En septiembre de 2018, en Buenos Aires y en Madrid, dos exhibiciones sin ninguna conexión formal pudieron haberse sentado a parlamentar en un terreno neutral ya sancionado por la crítica cultural, por la rutina, por las opresiones invisibles. En el Museo Reina Sofía, la exposición Dadá ruso 1914-1924 presentaba pinturas, collages, fotografías y filmes de artistas vinculados al zaum, el net net y el todismo de las etapas pre y pos revolucionarias; en el Centro Cultural Borges, en la exhibición Ramones & CBGB: Del caos a la cultura, se expuso una colección de la fotógrafa Roberta Bayley sobre la escena musical montada alrededor de la actual tienda de John Varvatos del East Village neoyorquino. Lefebvre debió haber sido el taquígrafo de esa conversación.

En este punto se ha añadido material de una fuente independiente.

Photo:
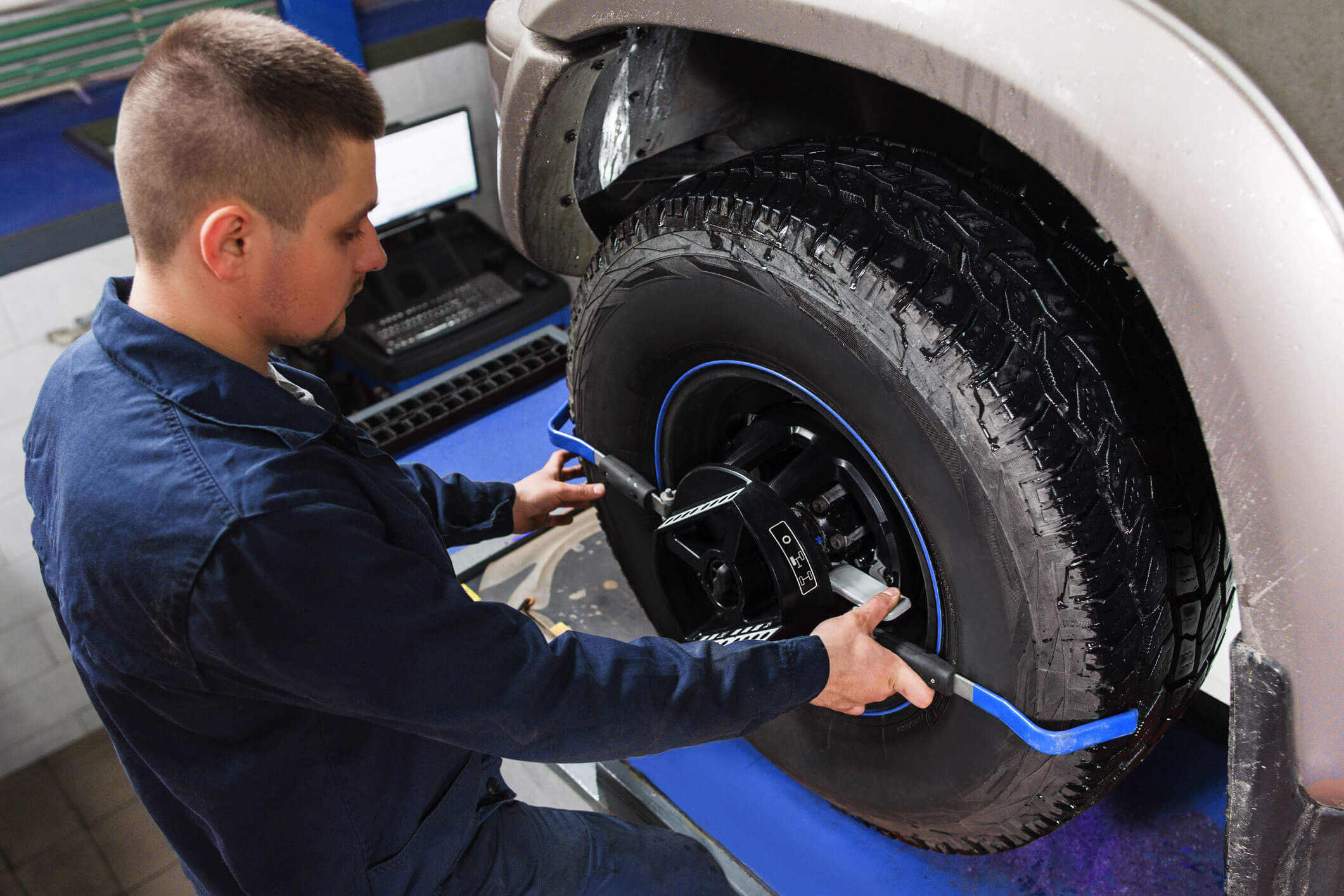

Hace décadas que los artefactos dadaístas (y en especial los surrealistas) se exhiben en los museos de las grandes capitales del planeta. Muchas obras, de hecho, son tan costosas que se presentan copias de las originales, aunque “las originales” no sean más que un mingitorio, una pala quitanieve y una rueda de bicicleta sobre un banquito. En las primeras décadas del siglo XX esos artefactos complejizaron los procesos epistemológicos de separación entre obras de arte y objetos de uso mundano; golpearon los límites que alejaban a la alta cultura de aquello que ni siquiera se consideraba cultura; se preguntaron qué era una obra “original” y qué estándares de valoración autorizaba o revocaba la exhibición en un museo. A nadie le sorprendía la exposición de un objeto de uso diario asumido como distante en el espacio o en el tiempo. Una vasija de cerámica africana cobraba valor porque se explicitaba el trecho que la separaba de la sociedad occidental industrial moderna, o sea, de la civilización. Pero la exposición de objetos de uso cotidiano que no estaban recubiertos por la legitimidad de la historia, las ciencias ni el exotismo, que no lo obligaban a uno a pensar: “Alguien usa esta vasija para preparar la sopa todos los días”, provocó escándalos y bataholas, y lo que siempre viene a continuación, que son prohibiciones, censuras y ocultamientos. Un siglo más tarde, replicados para mantener a resguardo los originales debido a su alto valor en el mercado, los viejos talismanes dadaístas son piezas de arte contemporáneo a los que ya nadie pretende prohibir, censurar ni ocultar. Estas piezas están a cientos de miles de kilómetros de los límites a los que antaño pisoteaban o contra los cuales rebotaban. Al no haber restricciones, no hay necesidad de reinventarse; al no existir censura, no existe la obligación de imaginar lenguajes secretos. Es la misma sensación que provocan las fotografías que Bayley tomó de todas aquellas personas, conmovedoramente jóvenes, cuando ni siquiera imaginaban que sus gestos cotidianos quedarían congelados como piezas de museo.